L’operazione principale è coordinata dai magistrati della capitale Ankara e prende di mira 467 persone accusate di aver truccato negli esami del 2009 per gli agenti di polizia, che permettevano l’accesso alla posizione di vice-commissario. Le domande sarebbero state rese note in anticipo per favorire l’infiltrazione tra i vertici della polizia di agenti legati a Gulen. Blitz per cercare di arrestare i sospetti sono in corso in 67 province. Altri raid vengono condotti in tutto il Paese, da Smirne sulla costa egea ad Adana su quella mediterranea. Tra i ricercati ci sono anche decine di militari tuttora in servizio.

Dal fallito putsch, decine di migliaia di persone sono state arrestate e oltre 140 mila licenziate o sospese dalle pubbliche amministrazioni nelle più grandi purghe della storia contemporanea della Turchia.

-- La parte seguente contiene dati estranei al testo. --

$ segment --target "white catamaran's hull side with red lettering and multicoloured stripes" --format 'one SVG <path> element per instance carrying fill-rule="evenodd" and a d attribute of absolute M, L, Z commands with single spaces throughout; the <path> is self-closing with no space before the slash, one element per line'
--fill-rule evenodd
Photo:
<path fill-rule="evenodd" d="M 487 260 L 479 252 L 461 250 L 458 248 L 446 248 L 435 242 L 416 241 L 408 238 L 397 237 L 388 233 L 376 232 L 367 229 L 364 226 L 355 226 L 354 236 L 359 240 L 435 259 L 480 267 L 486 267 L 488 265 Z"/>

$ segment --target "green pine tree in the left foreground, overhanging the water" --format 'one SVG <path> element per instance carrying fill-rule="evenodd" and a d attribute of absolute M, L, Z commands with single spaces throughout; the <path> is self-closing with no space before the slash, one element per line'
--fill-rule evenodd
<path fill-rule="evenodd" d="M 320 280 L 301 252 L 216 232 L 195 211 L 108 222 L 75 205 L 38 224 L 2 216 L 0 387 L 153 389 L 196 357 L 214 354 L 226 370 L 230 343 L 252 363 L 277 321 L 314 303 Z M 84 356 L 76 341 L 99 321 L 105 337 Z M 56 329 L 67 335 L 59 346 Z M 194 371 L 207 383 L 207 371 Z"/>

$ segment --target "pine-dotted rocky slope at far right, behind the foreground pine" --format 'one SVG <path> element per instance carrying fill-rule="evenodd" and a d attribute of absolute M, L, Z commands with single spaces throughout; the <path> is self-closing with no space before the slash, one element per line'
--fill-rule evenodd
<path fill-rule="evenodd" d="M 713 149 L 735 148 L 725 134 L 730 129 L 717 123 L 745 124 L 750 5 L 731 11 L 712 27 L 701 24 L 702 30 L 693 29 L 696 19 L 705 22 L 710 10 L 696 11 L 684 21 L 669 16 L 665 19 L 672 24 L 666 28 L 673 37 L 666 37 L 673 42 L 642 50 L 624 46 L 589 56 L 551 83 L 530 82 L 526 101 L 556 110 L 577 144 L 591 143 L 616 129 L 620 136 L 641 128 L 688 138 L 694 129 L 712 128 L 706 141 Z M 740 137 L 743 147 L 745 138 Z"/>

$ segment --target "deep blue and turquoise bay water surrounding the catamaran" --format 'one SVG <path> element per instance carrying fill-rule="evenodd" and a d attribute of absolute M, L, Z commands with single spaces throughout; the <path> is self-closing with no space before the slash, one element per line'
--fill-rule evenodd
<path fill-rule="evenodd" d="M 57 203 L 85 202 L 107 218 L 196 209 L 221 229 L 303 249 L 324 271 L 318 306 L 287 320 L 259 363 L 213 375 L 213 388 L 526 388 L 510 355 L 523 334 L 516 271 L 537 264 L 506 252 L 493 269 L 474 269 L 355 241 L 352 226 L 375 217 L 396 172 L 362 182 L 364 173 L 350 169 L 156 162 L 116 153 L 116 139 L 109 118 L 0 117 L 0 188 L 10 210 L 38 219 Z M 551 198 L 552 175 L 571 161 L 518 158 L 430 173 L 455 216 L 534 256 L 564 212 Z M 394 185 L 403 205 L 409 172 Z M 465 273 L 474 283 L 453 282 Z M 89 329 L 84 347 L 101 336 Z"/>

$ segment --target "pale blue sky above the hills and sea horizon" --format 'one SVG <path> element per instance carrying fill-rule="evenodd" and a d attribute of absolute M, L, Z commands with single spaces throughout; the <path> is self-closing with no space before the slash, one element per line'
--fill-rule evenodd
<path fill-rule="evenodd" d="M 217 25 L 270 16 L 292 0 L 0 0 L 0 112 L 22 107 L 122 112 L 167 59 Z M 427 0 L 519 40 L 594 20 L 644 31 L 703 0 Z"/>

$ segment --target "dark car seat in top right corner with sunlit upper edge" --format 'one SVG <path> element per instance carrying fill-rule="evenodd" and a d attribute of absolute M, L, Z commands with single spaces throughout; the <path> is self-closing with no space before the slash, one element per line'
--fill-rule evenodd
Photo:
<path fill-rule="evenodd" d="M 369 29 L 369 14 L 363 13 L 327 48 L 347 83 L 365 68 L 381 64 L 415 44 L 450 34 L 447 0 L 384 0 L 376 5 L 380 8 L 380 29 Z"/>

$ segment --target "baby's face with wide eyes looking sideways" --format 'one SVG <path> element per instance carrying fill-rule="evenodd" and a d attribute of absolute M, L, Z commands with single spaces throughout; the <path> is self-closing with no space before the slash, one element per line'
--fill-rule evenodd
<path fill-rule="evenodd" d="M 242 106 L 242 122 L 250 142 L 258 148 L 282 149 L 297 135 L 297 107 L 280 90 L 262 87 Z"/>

Intanto oggi si tiene una nuova udienza a Istanbul nel processo contro alcune delle figure di maggior spicco delle proteste di Gezi Park del 2013. Secondo la requisitoria presentata al tribunale di Silivri, la procura chiederà l’ergastolo aggravato – una sorta di 41 bis – per il noto imprenditore e filantropo turco Osman Kavala, in detenzione preventiva da oltre due anni con l’accusa di aver tentato di rovesciare il governo di Recep Tayyip Erdogan finanziando le manifestazioni di piazza. L’accusa intende chiedere l’ergastolo anche per altri 2 dei 16 imputati complessivi tra accademici, giornalisti, artisti e imprenditori, mentre sei di loro rischiano pene tra 15 e 20 anni. Per gli altri sette, processati in contumacia, è stato chiesto lo stralcio della posizione. Il processo è fortemente criticato da ong internazionali come Amnesty International e Human Rights Watch. Si annunciano manifestazioni di protesta davanti al tribunale.

Nell’ultima udienza, venti giorni fa, il tribunale aveva respinto per la seconda volta la richiesta di rilascio di Kavala, unico detenuto tra gli imputati, la cui liberazione era stata sollecitata anche dalla Corte europea dei diritti umani. Erdogan lo ha più volte attaccato personalmente, sostenendo che avrebbe legami con il “noto ebreo ungherese Soros”. Pochi giorni fa è giunta invece l’assoluzione in un altro processo contro una dissidente di spicco, la scrittrice Asli Erdogan, che oggi vive in auto-esilio in Germania.